De plus, Selon Mensura et Certimed, de nombreux dirigeants ont du mal à élever le niveau d'une conversation pour aborder avec leurs employés des sujets plus sensibles et personnels comme la santé mentale.

En parlant des raisons de l'absentéisme, il s'avère qu'une discussion ouverte entre l'employeur et l'employé est souvent difficile. 46 % des employés interrogés préfèrent ne pas devoir expliquer la raison d'une absence à leur employeur, et un tiers d'entre eux ne révèlent pas la véritable raison de leur absence s'il s'agit de circonstances familiales ou de l'atmosphère au travail.

« Dans ce domaine, il est clair que les employés veulent protéger leur vie privée, et c’est leur droit.
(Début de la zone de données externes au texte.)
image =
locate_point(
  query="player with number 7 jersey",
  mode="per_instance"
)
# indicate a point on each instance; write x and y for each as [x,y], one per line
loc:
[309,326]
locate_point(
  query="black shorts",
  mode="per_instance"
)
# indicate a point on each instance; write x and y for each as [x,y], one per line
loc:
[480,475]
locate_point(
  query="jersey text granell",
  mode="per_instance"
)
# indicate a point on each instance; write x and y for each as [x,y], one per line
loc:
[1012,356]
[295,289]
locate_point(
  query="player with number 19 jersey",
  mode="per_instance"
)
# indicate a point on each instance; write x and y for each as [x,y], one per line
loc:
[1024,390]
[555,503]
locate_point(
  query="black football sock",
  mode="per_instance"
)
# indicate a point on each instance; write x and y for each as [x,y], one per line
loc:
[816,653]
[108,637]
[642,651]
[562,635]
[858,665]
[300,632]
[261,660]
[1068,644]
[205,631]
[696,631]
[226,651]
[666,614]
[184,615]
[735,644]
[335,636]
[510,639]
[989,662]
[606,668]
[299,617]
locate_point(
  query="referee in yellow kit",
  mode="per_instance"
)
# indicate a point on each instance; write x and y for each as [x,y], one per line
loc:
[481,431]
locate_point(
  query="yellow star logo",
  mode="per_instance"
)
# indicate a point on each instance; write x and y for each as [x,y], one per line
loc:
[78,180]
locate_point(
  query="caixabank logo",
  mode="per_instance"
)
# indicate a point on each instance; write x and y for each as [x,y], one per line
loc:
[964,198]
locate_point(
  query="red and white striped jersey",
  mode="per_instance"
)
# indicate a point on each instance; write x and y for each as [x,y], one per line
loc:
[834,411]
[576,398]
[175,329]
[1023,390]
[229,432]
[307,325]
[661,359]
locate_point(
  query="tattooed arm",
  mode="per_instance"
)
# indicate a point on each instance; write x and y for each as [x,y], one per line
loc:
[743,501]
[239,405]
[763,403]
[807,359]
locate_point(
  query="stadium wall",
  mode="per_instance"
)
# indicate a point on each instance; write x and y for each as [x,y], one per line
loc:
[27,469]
Mais cela ne peut pas être une excuse auprès des employeurs pour éviter de parler à un employé de ses absences. Il est important de montrer de l'intérêt pour le bien-être de l'employé, de discuter ensemble de la question de savoir si l'employé veut encore et peut être employable d'une manière ou d'une autre, et de voir comment l'employé peut être soutenu dans ce sens. Cela peut parfaitement se faire sans devoir aborder les causes de l'absence », conclut Bart Teuwen.